Fausset wanted to discover why Hovater became a Nazi when the real mystery is why conservative avowals of full-fledged Nazism are relatively rare. The line has been blurred for years, as Jeremy Alford of the Times noted in 2014, when Louisiana congressman Steve Scalise was promoted to a leadership position in the House of Representatives and it was revealed that he'd once spoken before an organization connected to David Duke:
During the 1991 race for governor, Mr. Duke attempted to build a bridge between the Klansman he was and the polished politician he wanted to be.

... he focused on anti-big government and anti-tax mantras that preceded the Tea Party movement. His decision to run to the right of the field is now a common maneuver in Louisiana’s open primary system.

Mr. Duke supported forcing welfare recipients to take birth control. Now there are near-perennial attempts by members of the Louisiana Legislature to give welfare recipients drug tests.

After being elected to the state House of Representatives in 1989, Mr. Duke filed nine bills, including measures implementing stricter guidelines for residents of public housing, repealing affirmative action programs and eliminating minority set-asides.
At the time, Scalise had to disavow a reporter's recollection of his early days in politics:
Stephanie Grace, a Louisiana political reporter and columnist for the past 20 years, first with The Times-Picayune in New Orleans and now The Advocate of Baton Rouge, recalled her first meeting with Mr. Scalise.

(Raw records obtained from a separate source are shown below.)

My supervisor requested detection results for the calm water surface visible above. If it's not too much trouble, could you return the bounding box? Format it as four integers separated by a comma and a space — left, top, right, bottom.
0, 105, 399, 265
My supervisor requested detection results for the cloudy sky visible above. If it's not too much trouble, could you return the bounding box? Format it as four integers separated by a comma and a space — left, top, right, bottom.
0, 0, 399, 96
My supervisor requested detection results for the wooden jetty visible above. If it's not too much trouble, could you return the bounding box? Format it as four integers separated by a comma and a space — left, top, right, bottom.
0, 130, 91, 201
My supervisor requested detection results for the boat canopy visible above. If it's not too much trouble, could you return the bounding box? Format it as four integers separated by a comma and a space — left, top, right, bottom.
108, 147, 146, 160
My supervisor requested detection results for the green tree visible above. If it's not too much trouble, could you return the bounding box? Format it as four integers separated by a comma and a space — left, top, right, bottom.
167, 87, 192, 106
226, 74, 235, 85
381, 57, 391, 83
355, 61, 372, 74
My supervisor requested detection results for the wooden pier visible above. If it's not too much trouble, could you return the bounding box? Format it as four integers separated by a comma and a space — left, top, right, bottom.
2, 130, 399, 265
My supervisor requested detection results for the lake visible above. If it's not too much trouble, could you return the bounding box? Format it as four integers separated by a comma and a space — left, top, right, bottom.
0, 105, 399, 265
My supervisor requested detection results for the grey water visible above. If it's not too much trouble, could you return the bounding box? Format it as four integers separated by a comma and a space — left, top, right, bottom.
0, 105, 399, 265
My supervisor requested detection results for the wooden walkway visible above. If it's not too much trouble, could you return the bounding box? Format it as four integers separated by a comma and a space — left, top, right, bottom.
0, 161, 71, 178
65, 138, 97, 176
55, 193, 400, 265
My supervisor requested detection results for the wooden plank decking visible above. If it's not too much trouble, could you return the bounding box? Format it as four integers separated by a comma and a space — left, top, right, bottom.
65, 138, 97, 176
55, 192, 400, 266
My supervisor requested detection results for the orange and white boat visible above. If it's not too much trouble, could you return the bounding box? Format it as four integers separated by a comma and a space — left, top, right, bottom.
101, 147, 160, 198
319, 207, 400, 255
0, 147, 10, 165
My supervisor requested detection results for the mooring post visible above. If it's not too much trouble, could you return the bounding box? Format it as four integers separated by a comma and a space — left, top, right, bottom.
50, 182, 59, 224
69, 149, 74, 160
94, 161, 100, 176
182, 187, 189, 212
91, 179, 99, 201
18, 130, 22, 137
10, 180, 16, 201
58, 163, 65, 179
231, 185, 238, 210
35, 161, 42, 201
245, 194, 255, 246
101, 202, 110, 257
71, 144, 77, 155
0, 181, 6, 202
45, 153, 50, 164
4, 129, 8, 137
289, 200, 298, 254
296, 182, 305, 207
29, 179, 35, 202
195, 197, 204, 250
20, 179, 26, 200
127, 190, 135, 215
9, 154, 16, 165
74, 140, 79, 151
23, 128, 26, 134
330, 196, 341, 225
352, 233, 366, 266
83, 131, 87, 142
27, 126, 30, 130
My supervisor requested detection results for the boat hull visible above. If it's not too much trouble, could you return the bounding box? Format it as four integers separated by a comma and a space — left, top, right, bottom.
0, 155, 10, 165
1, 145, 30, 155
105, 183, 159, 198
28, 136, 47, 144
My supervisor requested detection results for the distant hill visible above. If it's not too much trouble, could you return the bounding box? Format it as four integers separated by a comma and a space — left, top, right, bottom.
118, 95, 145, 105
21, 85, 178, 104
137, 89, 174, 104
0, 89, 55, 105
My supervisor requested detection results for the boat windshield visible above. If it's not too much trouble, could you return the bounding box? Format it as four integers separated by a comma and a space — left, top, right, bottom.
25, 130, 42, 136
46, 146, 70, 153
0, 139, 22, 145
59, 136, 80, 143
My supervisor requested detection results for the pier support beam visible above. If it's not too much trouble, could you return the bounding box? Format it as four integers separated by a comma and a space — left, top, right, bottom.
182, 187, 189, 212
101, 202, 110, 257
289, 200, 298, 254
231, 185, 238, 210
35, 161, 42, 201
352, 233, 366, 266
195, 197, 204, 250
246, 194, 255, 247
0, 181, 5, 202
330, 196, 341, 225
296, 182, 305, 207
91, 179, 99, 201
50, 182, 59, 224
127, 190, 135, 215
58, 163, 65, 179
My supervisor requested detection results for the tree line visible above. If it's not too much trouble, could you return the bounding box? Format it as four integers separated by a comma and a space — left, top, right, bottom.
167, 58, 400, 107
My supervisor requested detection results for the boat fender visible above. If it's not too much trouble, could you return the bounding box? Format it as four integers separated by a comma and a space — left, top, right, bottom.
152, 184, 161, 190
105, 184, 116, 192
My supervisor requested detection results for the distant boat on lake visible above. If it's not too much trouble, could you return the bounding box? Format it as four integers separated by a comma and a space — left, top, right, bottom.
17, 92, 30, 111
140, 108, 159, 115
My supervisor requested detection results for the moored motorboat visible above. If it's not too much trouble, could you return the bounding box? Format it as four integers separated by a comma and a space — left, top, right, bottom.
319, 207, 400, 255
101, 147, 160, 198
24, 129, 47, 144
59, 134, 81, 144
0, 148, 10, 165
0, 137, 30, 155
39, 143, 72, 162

“He was explaining his politics and we were in this getting-to-know-each-other stage,” Ms. Grace said. “He told me he was like David Duke without the baggage. I think he meant he supported the same policy ideas as David Duke, but he wasn’t David Duke, that he didn’t have the same feelings about certain people as David Duke did.”
Not much is known for certain about what Scalise said in his speech to Duke's organization:
... Corey Ortis, who was a Louisiana representative for the organization from 2000 to 2004, said he attended the 2002 conference to hear from leaders of their movement, not Mr. Scalise. Still, from what he recalls of the event, Mr. Scalise gave a 10-to-15-minute presentation that was “the typical mainstream Republican thing” and not “too far right.”

“He touched on how America was founded on Christian principles, Christian men who founded this country, and how it was believed it would go forward as a Christian nation and how we’re getting away from that,” Mr. Ortis said.
Scalise spoke to a racist organization and it doesn't matter -- he survived the story and now has a firm hold on his leadership position.

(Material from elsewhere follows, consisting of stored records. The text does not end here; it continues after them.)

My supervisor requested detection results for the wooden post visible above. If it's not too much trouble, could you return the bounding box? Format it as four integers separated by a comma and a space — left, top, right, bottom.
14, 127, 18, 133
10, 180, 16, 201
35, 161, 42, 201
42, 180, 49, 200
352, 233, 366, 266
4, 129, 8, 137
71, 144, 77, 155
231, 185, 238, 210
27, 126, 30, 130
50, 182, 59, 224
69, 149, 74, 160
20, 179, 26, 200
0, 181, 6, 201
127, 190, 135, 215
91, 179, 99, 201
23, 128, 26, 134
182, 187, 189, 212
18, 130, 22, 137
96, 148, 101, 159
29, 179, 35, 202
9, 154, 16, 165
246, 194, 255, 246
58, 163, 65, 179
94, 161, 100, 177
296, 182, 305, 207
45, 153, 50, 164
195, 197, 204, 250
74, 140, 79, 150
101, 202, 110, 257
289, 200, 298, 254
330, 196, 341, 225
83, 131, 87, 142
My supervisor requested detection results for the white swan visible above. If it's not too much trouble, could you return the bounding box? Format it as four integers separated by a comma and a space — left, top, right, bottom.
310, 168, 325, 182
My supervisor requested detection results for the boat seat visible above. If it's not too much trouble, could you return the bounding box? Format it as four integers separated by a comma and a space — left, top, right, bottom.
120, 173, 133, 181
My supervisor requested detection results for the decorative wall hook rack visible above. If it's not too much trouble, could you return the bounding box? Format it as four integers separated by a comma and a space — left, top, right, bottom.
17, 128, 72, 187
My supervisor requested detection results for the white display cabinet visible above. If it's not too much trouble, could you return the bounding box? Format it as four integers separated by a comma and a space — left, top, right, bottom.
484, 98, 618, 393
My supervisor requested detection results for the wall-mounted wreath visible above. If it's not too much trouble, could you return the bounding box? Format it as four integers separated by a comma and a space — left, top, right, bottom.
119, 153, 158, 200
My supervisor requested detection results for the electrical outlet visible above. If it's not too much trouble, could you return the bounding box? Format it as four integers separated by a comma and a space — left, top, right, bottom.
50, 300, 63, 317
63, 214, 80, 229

And now a man who's soft on Nazis is the president of the United States.

Becoming an out-and-out Nazi or racialist might make your life more difficult in America, but it doesn't require a massive ideological leap. You merely have to choose to live as a semi-outlaw. If you're like Hovater, you can easily blend in if you're reasonably well behaved most of the time and you're a quiet neighbor. And if you're lucky, a New York Times anthropologist-wannabe will come looking for you, to find out what makes you tick.